Die Flaschen schon jetzt praktisch sortenrein zu vielleicht 97 Prozent wie in Deutschland per Pfand zurückzuholen, dafür gibt es viele Fürsprecher. Und eine wissenschaftliche Studie. Noch von Gewesslers Vorgängerin Elisabeth Köstinger (ÖVP) beauftragt. Jetzt wirkt es, als passe das Ergebnis der Studie nicht: Bisher hat sich die ÖVP-Führung nur wenig zu dem Thema geäußert. Heftigster öffentlicher Kritiker der Pfandeinführung ist dafür ÖVP-Mann Karl-Heinz Kopf als Spitzenfunktionär der Wirtschaftskammer. Zu hohe Kosten, ist das häufigste Argument der Interessensvertretung. Eine zu große Bürde für kleine Händler das zweite.

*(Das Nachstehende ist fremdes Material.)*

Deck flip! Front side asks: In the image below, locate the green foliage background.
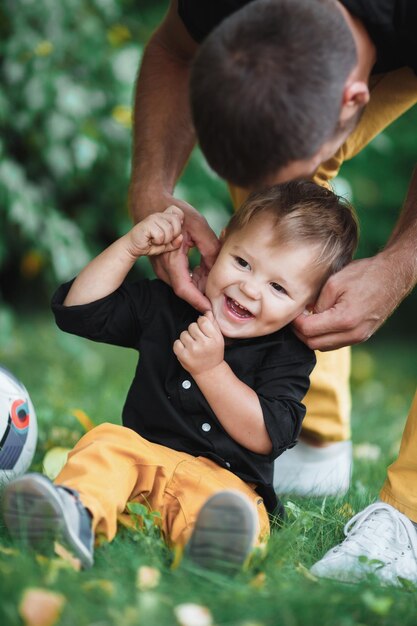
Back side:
[0,0,417,330]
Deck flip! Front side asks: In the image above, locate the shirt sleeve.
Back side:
[51,280,157,348]
[255,331,316,459]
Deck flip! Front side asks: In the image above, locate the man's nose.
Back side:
[240,280,261,300]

Einer, der ganz neue Aspekte in die Debatte einbringt, ist der Klagenfurter Christian Abl. Er macht sich einerseits mit der von ihm gegründeten Österreichischen Pfandgesellschaft aufgrund internationaler Erfahrungen die Einführung eines Pfand-Systems auch hierzulande stark. Einen anderen Hut hat er ebenfalls auf: Er ist Geschäftsführer von Reclay Österreich, Tochter eines großen deutschen Entsorger-Konzerns.

Reclay will jetzt durch eine Kooperation mit Coca Cola vorführen, wie Pfandsysteme neu gedacht werden können - wenn nötig, sogar unabhängig vom Handel. Digital erfasst kann Rückgabe sogar ganz ohne Automaten funktionieren, sagt Abl. „In Zeiten bester Kameras, GPS und 5 G-Netzen wollen wir zeigen, dass ein kleiner Händler notfalls nur einen Sack und ein Mobiltelefon für die Rücknahme braucht.“ Das Argument, keine teuren Apparate aufstellen zu wollen, sieht Abl ins Leere laufen.

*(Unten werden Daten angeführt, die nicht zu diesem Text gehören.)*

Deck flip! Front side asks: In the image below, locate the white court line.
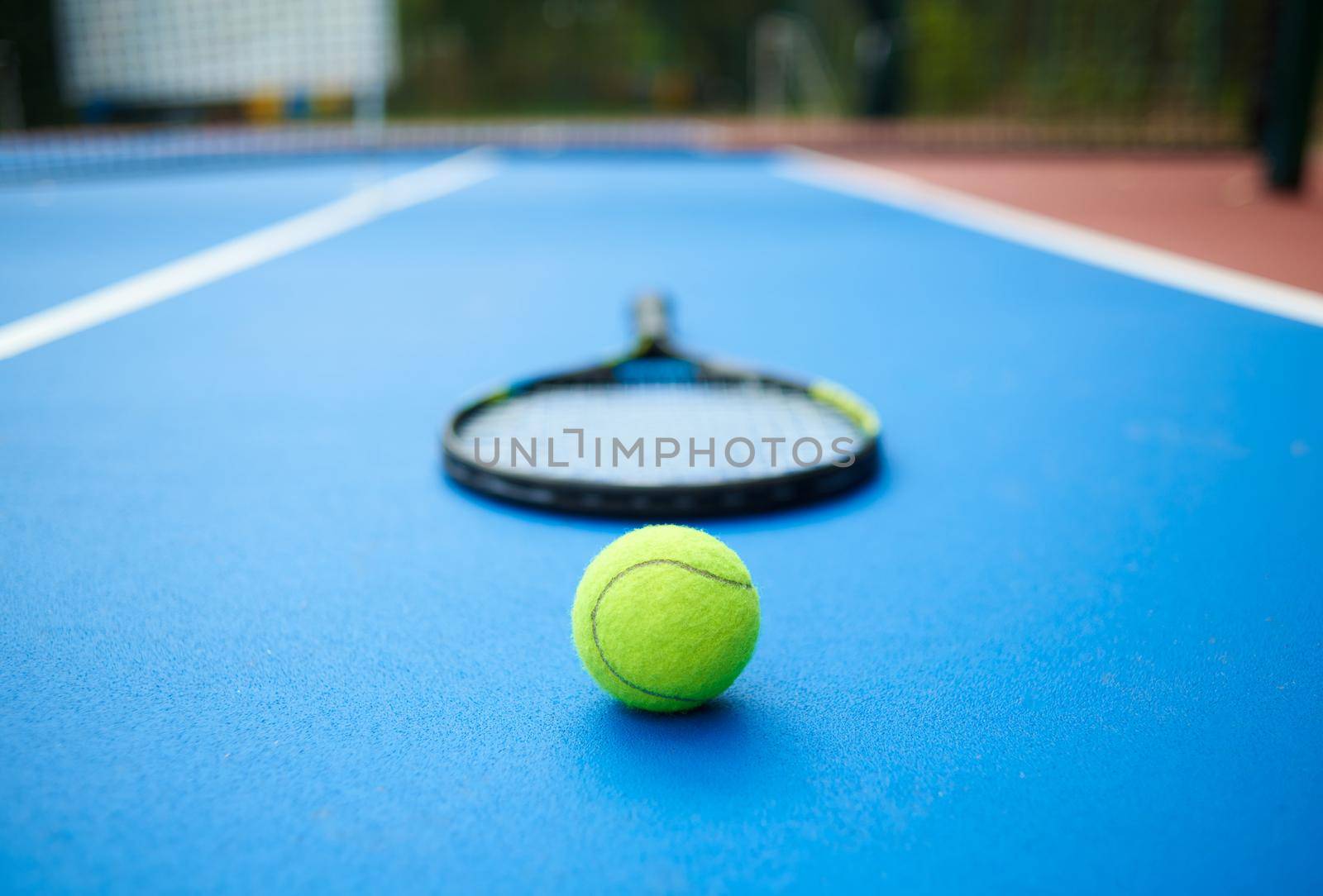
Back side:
[0,148,498,360]
[776,146,1323,326]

"Auch viele andere Varianten denkbar"

Das gerade von Reclay und Coca Cola vorgestellte Prinzip funktioniert per App und Standorterkennung. Vor dem Einwerfen in den Container, bei dem einen das Handy eingecheckt hat, wird ein Code im Deckel der Limonadenflasche gescannt, dann werden Punkte gutgeschrieben. Funktionieren soll das System ab Jänner. Vorerst kann man Punkte gegen ein Gratisgetränk einlösen. „Grundsätzlich sind auch viele andere Varianten denkbar,“ so Abl. Theoretisch sogar eine Bitcoin-Gutschrift. Dass Menschen die Flaschen bewusst neben die Container müllen, sei unwahrscheinlich.

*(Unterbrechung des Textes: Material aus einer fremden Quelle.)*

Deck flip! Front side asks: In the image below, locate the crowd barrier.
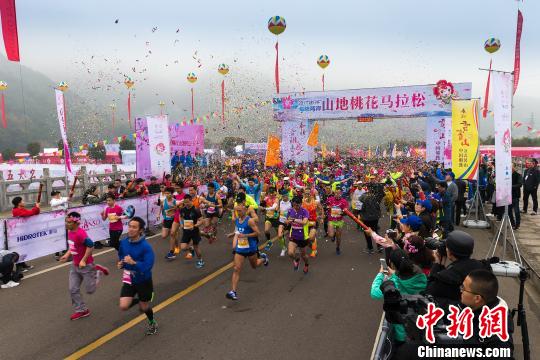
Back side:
[0,194,159,261]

Was nach Spiel und Werbung klingt, hat für Abl den Charme einer Pionierleistung, die weltweit gefragt sein könnte. Der Global Player Coca Cola heftet sich etwa auf die Fahnen, 2030 hundert Prozent seiner Verpackungen zurückhaben zu wollen. In vielen Ländern gibt es dafür aber gar keine Infrastruktur. Abl nennt als Beispiel Afrika, „wo der Absatz sehr hoch ist, es aber praktisch keine Sammelsysteme gibt.“ Der Rohstoff PET gilt inzwischen als wertvoll. „Die Abfüller wollen und brauchen Recyclate,“ sagt Abl.

Weniger an den Handel gebunden zu sein, ist für den Abfallexperten ein weiterer Vorteil digital erfasster Rücknahme. Abl nennt Beispiele für Österreich: „Da kommen ganz neue Rücknehmer wie die Bahn, Post oder die Asfinag mit ihren Autobahn-Raststätten ins Spiel.“

Höhere Container-Dichte

Die Wirtschaftskammer präsentierte am Dienstag im Umweltministerium ihren Zehn-Punkte-Plan, der unter anderem einen noch breitflächigeren Ausbau der Sammelpunkte und gegen die Umweltvermüllung auch eine höhere Mistkübel-Dichte vorsieht.

Überall einfach mehr Container aufzustellen, das reiche aber bei Weitem nicht aus im Hinblick auf die EU-Recyclingziele, warnt Christian Pladerer, Vorstand des Österreichischen Ökologie-Institutes. Verfehlt Österreich die Quoten, kostet das den Steuerzahler künftig zwischen 160 und 180 Millionen Euro jährlich. Bis 2029 mindestens 90 Prozent der PET-Flaschen getrennt zu sammeln, das gehe nicht mit dem gelben Sack oder der gelben Tonne, in die diverse verwertbare Abfälle kommen. Pladerer: „Es gibt längst Gutachten, dass aussortierte Flaschen aus anderem Müll nicht zur Sammelquote gezählt werden dürfen.“ Gerne werde in der Kostendiskussion auch vergessen, dass die öffentlichen Hände jährlich Unmengen von Unrat von öffentlichen Plätzen und in der Natur einsammelten, was etwa 100 Millionen Euro koste. Müll-Analysen zeigten, dass der Anteil von PET-Flaschen und Dosen sehr hoch sei.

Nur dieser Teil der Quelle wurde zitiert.